De put is voorzien van een vlakke beschermconstructie die nagenoeg samenvalt met het maaiveld, waarbij onbekend is of deze waterdicht is of niet.

7.4 Buismateriaal

De lijst met buismaterialen.

Waarde IMBRO IMBRO/A Omschrijving
beton

De buis bestaat uit beton.

gres

De buis bestaat uit gres.

hout

De buis bestaat uit hout.

ijzer

De buis bestaat uit ijzer.

koper

De buis bestaat uit koper.

messing

De buis bestaat uit messing.

pe

De buis bestaat uit polyethyleen, waarbij onbekend is of het high density of low density polyethyleen betreft.

peHighDensity

De buis bestaat uit high density polyethyleen.

peLowDensity

De buis bestaat uit low density polyethyleen.

peHighDensityPvc

De buis bestaat uit high density polyethyleen en pvc.

pePvc

De buis bestaat uit polyethyleen en pvc, waarbij onbekend is of het high density of low density polyethyleen betreft.

pvc

De buis bestaat uit polyvinylchloride.

staal

De buis bestaat uit staal, waarbij onbekend is welk type staal het betreft.

staalGegalvaniseerd

De buis bestaat uit gegalvaniseerd staal.

staalRoestvrij

De buis bestaat uit roestvrij staal.

teflon

De buis bestaat uit teflon.

asbest

De buis bestaat uit asbest.

houtStaal

De buis bestaat uit hout en staal.

koperStaal

De buis bestaat uit koper en staal.

onbekend

Het is onbekend uit welk type materiaal de buis bestaat.

pvcStaal

De buis bestaat uit pvc en staal.

7.5 Buisstatus

De lijst met buisstatussen.

Waarde IMBRO IMBRO/A Omschrijving
gebruiksklaar

De buis is bruikbaar voor grondwatermonitoring.

nietGebruiksklaar

De buis is niet bruikbaar voor grondwatermonitoring.

onbruikbaar

De buis is nooit meer bruikbaar voor grondwatermonitoring.

onbekend

Het is onbekend wat de status van de buis is.

7.6 Buistype

De lijst met buistypen.

Waarde IMBRO IMBRO/A Omschrijving
minifilter

De monitoringbuis bestaat uit een zeer kort filterdeel en een stijgbuisdeel dat uit een flexibele slang bestaat. Het minifilter is daarom uitsluitend geschikt voor grondwatersamenstellingsonderzoek.

standaardbuis

De monitoringbuis heeft de standaardopbouw van stijgbuisdeel, filterdeel en eventueel een zandvang.

volledigFilter

De monitoringbuis is in zijn geheel een filter.

filterlozeBuis

De monitoringbuis is in zijn geheel een stijgbuisdeel, met een open onderkant.

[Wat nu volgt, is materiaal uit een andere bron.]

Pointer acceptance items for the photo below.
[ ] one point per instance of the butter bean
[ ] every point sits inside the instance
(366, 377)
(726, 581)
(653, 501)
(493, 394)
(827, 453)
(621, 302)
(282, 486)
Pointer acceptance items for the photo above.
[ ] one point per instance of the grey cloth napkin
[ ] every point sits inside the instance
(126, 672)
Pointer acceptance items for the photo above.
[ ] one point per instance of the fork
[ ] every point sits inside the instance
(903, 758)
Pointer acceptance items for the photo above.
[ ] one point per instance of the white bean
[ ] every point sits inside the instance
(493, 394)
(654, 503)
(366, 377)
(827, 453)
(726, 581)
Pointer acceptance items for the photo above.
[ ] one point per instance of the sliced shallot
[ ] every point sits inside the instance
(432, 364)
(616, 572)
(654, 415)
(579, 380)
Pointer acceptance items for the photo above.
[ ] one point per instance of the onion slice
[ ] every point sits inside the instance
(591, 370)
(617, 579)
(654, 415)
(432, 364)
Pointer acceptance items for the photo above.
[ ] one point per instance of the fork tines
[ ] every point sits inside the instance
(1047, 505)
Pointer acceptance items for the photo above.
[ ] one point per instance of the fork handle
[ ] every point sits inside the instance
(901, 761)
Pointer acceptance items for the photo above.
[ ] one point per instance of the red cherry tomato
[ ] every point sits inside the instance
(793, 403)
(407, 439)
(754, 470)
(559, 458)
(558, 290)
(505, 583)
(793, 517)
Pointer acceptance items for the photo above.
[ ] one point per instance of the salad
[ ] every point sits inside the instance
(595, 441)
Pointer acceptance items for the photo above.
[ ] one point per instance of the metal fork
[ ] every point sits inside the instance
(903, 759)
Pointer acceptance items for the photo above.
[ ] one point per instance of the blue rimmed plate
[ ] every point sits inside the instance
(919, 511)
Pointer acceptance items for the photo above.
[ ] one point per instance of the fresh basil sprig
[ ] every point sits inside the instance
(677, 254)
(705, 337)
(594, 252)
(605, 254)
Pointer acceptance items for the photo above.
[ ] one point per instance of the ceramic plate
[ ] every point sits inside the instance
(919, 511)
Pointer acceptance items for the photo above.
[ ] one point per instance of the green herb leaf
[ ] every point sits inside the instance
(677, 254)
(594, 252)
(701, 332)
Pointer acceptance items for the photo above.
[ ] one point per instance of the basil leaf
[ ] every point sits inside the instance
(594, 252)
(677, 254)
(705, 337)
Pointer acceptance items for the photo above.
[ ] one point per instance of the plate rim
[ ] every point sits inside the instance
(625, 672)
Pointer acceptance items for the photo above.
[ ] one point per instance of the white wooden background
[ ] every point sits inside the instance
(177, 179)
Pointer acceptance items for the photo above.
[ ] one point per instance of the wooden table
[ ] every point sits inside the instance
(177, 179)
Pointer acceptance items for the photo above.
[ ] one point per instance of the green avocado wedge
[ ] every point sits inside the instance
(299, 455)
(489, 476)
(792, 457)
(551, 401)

7.7 Coördinaattransformatie

De lijst met de methoden waarmee de coördinaten zijn omgezet.

Waarde IMBRO IMBRO/A Omschrijving
nietGetransformeerd

De gegevens zijn aangeleverd in ETRS89; transformatie was niet nodig.

RDNAPTRANS2008

De gegevens zijn getransformeerd van RD naar ETRS89, gebruikmakend van de transformatie RDNAPTRANS™, versie 2008. RDNAPTRANS™ is de officiële transformatie tussen RD/NAP en ETRS89 afkomstig van het Kadaster.

RDNAPTRANS2018

De gegevens zijn getransformeerd van RD naar ETRS89, gebruikmakend van de transformatie RDNAPTRANS™, versie 2018. RDNAPTRANS™ is de officiële transformatie tussen RD/NAP en ETRS89 afkomstig van het Kadaster, Rijkswaterstaat en de Dienst der Hydrografie van de Koninklijke Marine in het samenwerkingsverband NSGI (Nederlandse Samenwerking Geodetische Infrastructuur).

RDNAPTRANS2008MV0

De gegevens zijn getransformeerd van RD naar ETRS89, gebruikmakend van de transformatie RDNAPTRANS™, versie 2008. De hoogte is onbekend, bij transformatie is uitgegaan van 0 m NAP. RDNAPTRANS™ is de officiële transformatie tussen RD/NAP en ETRS89 afkomstig van het Kadaster.

RDNAPTRANS2018MV0

De gegevens zijn getransformeerd van RD naar ETRS89, gebruikmakend van de Transformatie RDNAPTRANS™, versie 2018. De verticale positie van het aardoppervlak is onbekend, bij transformatie is uitgegaan van 0 m NAP. RDNAPTRANS™ is de officiële transformatie tussen RD/NAP en ETRS89 afkomstig van het Kadaster.

7.8 Elektrodestatus

De lijst met elektrodestatussen.

Waarde IMBRO IMBRO/A Omschrijving
gebruiksklaar

De elektrode is klaar voor het doen van metingen.

nietGebruiksklaar

De elektrode is niet klaar voor het doen van metingen.

onbekend

Het is onbekend wat de status van de elektrode is.

7.9 Filterbescherming

De lijst met vormen van filterbescherming.

Waarde IMBRO IMBRO/A Omschrijving
dubbelwandigFilterMetFilterkous

Het filter is dubbelwandig uitgevoerd, al dan niet opgevuld met filtergrind, en voorzien van een filterkous.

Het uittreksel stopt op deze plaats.